Ничто в его голосе не выдало скрытого подтекста, но я его уловил.
Эбинизер стал моим наставником как раз тогда, когда я в этом остро нуждался. Он обучил меня почти всему, что я полагал достойным изучения. Он держался со мной неизменно щедро, терпеливо, дружески.
И все это время он лгал мне, нарушая все те принципы, которым меня обучал. С одной стороны, он учил меня тому, что значит быть чародеем, тому, как произрастает магия из самых сокровенных убеждений. Тому, что творить с помощью магии зло – хуже, чем преступление, ибо это извращает самый смысл магии. С другой стороны, все это время он служил Черным Посохом Белого Совета – чародеем с лицензией на убийство, на нарушения законов магии, на надругательство над лучшим в тех силах, которые он использовал, – и все во имя политической необходимости. Что он и делал. Не раз и не два.
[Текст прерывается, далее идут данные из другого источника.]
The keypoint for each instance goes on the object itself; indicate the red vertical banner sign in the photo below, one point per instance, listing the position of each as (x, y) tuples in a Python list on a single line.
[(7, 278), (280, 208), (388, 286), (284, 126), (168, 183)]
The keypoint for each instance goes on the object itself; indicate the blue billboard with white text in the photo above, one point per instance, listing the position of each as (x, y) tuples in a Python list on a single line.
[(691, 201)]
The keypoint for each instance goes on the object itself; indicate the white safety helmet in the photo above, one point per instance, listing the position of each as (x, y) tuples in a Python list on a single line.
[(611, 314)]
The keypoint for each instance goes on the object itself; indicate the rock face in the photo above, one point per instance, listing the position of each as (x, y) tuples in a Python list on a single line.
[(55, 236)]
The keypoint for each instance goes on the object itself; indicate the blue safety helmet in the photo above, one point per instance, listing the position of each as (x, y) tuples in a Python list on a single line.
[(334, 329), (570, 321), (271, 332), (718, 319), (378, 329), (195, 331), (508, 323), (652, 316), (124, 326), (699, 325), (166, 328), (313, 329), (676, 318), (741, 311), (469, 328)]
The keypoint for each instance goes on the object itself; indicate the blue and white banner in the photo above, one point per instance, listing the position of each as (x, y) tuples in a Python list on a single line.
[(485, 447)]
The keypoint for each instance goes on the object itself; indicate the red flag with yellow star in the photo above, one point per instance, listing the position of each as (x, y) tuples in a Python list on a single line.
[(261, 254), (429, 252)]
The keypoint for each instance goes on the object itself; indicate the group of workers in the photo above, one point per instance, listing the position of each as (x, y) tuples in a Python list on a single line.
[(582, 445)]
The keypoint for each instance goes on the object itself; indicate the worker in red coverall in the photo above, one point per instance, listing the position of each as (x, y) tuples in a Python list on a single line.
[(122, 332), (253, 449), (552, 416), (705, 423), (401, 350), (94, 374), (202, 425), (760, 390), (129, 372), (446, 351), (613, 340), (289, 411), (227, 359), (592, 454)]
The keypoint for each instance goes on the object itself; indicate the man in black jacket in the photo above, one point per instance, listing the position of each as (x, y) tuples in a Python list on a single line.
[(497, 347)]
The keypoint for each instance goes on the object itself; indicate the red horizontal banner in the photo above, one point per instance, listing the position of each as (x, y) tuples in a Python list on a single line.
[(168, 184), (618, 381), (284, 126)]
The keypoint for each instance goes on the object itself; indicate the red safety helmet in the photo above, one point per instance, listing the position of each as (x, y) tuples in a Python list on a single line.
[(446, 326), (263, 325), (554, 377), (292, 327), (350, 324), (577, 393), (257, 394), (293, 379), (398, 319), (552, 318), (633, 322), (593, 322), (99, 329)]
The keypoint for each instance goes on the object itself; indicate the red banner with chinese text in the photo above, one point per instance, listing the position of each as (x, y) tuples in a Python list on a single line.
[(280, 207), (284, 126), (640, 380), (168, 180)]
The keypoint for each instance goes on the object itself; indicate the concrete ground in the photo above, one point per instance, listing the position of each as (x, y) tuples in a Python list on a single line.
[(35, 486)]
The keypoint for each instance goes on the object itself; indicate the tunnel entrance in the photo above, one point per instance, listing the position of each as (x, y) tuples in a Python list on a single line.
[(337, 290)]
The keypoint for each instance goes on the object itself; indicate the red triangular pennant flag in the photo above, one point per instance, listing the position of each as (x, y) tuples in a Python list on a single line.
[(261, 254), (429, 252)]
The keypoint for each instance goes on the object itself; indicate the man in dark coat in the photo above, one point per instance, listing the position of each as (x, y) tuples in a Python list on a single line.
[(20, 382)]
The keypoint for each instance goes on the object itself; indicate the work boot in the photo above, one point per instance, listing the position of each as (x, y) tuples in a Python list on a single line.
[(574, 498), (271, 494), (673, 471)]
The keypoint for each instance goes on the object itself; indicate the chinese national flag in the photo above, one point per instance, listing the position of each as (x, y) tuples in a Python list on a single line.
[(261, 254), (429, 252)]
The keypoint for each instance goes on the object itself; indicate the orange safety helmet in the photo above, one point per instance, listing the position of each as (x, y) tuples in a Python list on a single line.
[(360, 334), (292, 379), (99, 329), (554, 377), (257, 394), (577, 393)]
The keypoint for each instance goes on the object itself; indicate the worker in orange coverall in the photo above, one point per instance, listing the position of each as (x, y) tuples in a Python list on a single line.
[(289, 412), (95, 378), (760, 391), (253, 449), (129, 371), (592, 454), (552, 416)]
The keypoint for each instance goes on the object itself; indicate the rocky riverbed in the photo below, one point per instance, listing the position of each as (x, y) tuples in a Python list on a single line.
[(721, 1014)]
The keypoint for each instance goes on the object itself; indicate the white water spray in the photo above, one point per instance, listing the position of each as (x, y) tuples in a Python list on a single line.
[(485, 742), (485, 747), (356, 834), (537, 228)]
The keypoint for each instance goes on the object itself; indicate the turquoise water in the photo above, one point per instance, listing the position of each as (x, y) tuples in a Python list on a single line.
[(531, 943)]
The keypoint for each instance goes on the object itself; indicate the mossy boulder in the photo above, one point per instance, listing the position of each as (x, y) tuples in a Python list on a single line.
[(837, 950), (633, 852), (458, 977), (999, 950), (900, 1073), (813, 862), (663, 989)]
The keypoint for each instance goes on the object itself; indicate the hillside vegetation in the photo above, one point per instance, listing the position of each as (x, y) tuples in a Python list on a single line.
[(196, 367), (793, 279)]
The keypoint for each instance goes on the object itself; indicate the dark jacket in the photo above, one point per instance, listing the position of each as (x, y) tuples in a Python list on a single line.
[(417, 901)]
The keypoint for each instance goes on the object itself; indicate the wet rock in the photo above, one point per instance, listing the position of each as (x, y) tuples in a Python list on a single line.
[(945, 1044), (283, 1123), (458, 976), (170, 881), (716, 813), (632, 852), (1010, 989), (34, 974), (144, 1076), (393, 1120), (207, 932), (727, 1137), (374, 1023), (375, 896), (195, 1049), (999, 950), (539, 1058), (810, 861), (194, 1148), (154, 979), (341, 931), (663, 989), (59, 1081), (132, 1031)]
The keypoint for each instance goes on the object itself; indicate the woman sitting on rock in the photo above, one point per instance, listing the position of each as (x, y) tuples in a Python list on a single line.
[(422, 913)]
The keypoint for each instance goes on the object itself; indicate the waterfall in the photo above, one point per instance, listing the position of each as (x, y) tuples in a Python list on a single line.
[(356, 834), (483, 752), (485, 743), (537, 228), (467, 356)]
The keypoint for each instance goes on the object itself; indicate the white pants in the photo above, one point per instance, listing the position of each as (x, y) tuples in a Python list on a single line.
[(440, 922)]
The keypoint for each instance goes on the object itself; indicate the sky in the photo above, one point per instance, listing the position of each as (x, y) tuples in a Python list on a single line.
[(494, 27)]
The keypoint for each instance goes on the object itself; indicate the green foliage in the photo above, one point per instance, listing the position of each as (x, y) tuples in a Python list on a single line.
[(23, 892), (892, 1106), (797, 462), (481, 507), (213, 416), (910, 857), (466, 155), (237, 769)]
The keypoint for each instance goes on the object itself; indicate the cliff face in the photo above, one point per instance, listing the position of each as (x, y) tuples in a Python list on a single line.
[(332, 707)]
Когда-то я верил Эбинизеру как никому другому. Всю свою жизнь я выстроил на том основании, что заложил он своими уроками: как надо использовать магию, что такое хорошо и что такое плохо. А потом он, можно сказать, наплевал мне в душу. На поверку все его слова оказались ложью, и мне было чертовски больно узнать это. С тех пор прошло два года, и все равно при мысли об этом на меня накатывала тошнота.
Мой старый наставник протягивал мне оливковую ветвь, пытаясь отодвинуть в сторону то, что встало между нами. Я понимал, что мне во всех отношениях лучше пойти ему навстречу. Я понимал, что он при всех своих способностях остается человеком, так же подверженным слабостям, как и любой другой. Я знал, что мне стоило бы плюнуть на свою обиду, убрать разделяющие нас барьеры и жить дальше в ладу с ним. Черт, да поступи я так – и это стало бы самым разумным и естественным. Самым правильным, что я мог бы сделать.